Coordination of care

A stage-based approach and treatment in conjunction with physical therapy is the best approach. Treatment failures will require an orthopedic surgeon’s input. Continuous communication with the patient, explaining of the course of the disease and treatment plan, along with a well-prepared and guided HEP, will provide better results.

Patient & family education

As mentioned previously, home therapy is one of the pillars of treatment. In order to have better results, the patient has to understand his role in the recovery process, as well as the importance of his active participation from the beginning of treatment.

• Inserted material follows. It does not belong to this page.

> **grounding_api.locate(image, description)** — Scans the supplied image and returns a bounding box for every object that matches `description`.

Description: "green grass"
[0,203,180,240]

Measurement of Treatment Outcomes including those that are impairment-based, activity participation-based and environmentally-based

The Shoulder Pain and Disability Index (SPADI) contains 13 items that assess two domains: a 5-item subscale that measures pain and an 8-item subscale that measures disability. It has been shown to be responsive to change over time in a variety of patient populations and is able to discriminate adequately between patients with improving and deteriorating conditions.33

The Constant-Murley Shoulder Outcome Score is one of the most commonly used outcome measures for assessing the treatment of shoulder disorders. It is the recommended scoring system of the European Society of Shoulder & Elbow Surgery (SECEC/ESSE) and has the benefit of including the pain score, functional assessment, range of motion and strength measures. 33

Translation into practice: practice “pearls”/performance improvement in practice (PIPs)/changes in clinical practice behaviors and skills

Designing the appropriate treatment plan depends on recognition of the clinical stage. Because immobilization should be avoided, physical therapy and a guided home exercise program will be the pillars of treatment, in conjunction with a clear communication with the patient. Medical and rehabilitation treatments will be the first step, progressing to more invasive treatments, depending on the patient’s response.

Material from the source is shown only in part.